А вот о Завенягине, о котором, как я писал, Скотт думал, что того арестовали: «…Однако мне кажется, что закат его карьеры начался в тот момент, когда он привел в состояние шока нескольких подлинных коммунистов в Магнитогорске, людей совестливых и порядочных, и вызвал зависть у всех остальных, построив излишне просторные и комфортабельные дома для себя и некоторых близких к нему людей, среди которых был и начальник ГПУ. У Завенягина был самый большой дом из четырнадцати комнат, стоимость которого вместе с обстановкой составила 300 тысяч рублей. Все это не привлекло бы такого внимания и не вызвало бы столько разговоров, если бы дело происходило где-нибудь в другом месте, а не в Магнитогорске, где рабочие жили в грубо сколоченных деревянных бараках, а инженеры и технический персонал — в довольно-таки убогих квартирах, где были открытые канализационные сточные канавы, и что хуже всего — больница размещалась в неотапливаемых барачных помещениях, в которых даже не были настелены полы».
А вот сменивший Завенягина на посту директора П.И. Коробов: «Это чувствительный и искренний человек, преданный идеалам коммунизма. Продвижение Коробова вверх по служебной лестнице дало ему возможность занять такое положение, где он начинает понимать все то, что раньше даже не приходило ему в голову. Я несколько раз разговаривал с ним и почувствовал, что чтение иностранных журналов и его постоянно расширяющийся кругозор заставляют Коробова, сомневаться в том, что Советское государство сможет когда-нибудь догнать такие развитые капиталистические страны, как Соединенные Штаты. Он также начинает видеть не только героическую, но и темную сторону жизни в Советском Союзе, он замечает карьеризм, тосты, награды, аресты, нажим, интриги и тому подобное».
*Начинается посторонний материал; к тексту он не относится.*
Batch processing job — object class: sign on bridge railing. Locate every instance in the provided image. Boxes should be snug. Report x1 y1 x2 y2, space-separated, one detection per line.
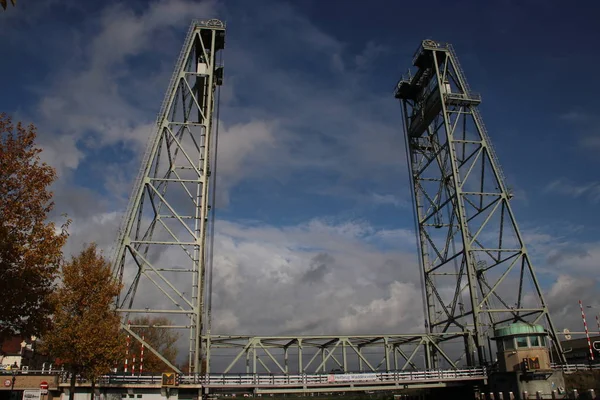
328 373 378 383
То ли потому, что Скотт американец и понять русских так и не смог, то ли в силу необходимости писать такие отчеты, которые безусловно будут приняты и поняты в Вашингтоне, но он любые мотивы поведения советских людей сводит к одному – к деньгам! Возможно, потому, что этот мотив единственно ему понятен. Вот он объясняет поразительное стремление советских людей к образованию:
«Разница в зарплате, увеличившийся разрыв между зарплатой квалифицированных и неквалифицированных, с образованием и без образования работников в значительной степени были попыткой стимулировать желание учиться. Подобные действия помогали преодолеть летаргию, традиционную медлительность, неповоротливость и лень русского крестьянства. Население (и особенно крестьян) необходимо было увлечь учебой. В какой-то степени интерес уже пробудился — он возник как ответная реакция на длившееся веками лишение доступа к образованию и как результат природной любознательности, присущей любому человеческому существу. Но требовался и дополнительный стимул. Если бы зарплата пастушонка и инженера была одинаковой, большинство крестьян продолжали бы пасти свои стада и никогда не побеспокоили бы Ньютона и Декарта.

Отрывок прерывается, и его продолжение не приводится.